Australian bank, Westpac Banking Corp. is axing about 300 jobs, which will render 0.8 per cent of its 37,000 + strong workforce — primarily in the consumer and business banking segments — jobless. This layoff comes at a time when the Bank is experiencing growth in profits due to rising interest rates and growing inflation.
The employees of the Bank have already been dealing with immense work pressure. These cuts will only increase the burden of the remaining staff.
In May 2023, many lenders in the country, including ANZ Group and National Australia had indicated that the pressure was building on their net interest margins.

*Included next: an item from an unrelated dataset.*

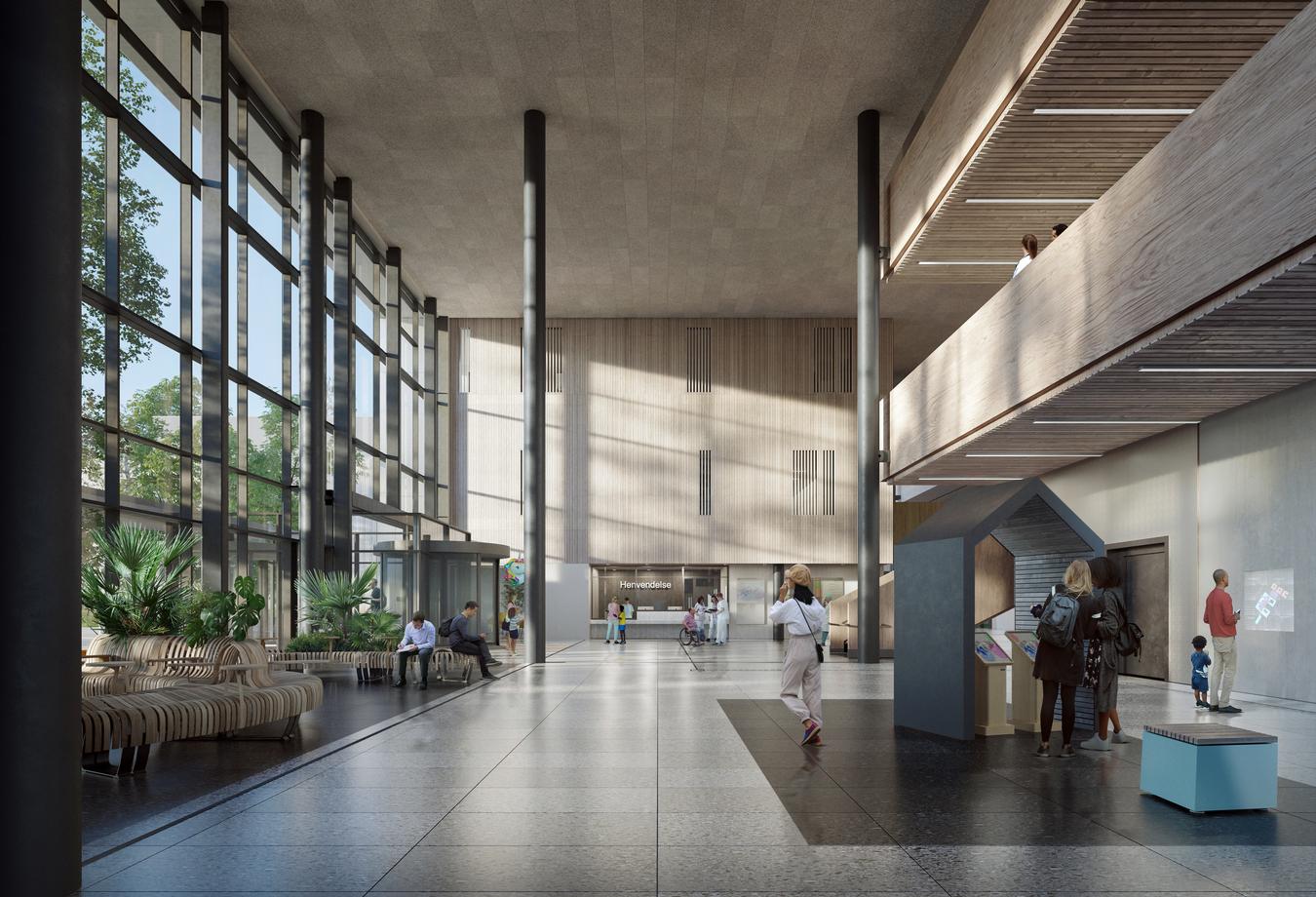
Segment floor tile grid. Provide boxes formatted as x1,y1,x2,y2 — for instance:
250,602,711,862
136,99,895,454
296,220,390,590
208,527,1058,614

Westpac had posted a 22 per cent increment in its net profit in the first half. Its net profit had gone up to about $2.70 billion amidst inflation.
Earlier this year, Westpac had engaged Tata Consultancy Services to help divest its wealth-management arm. In fact, TCS helped the Bank successfully undergo several transformation and simplification programmes. The divestiture helped Westpac concentrate more on its core banking operations. The BT Financial Group (BTFG) businesses were separated, including life insurance, general insurance, superannuation and advisory services.
In 2012, Westpac had opened its maiden branch in Mumbai, India, to lend support to Australian customers as well as the ever growing number of Indian customers investing in and trading with Australia.
Till then, Westpac had been operating in India through its representative office, ever since 2007. It was granted a foreign banking licence by the Reserve Bank of India in April 2012.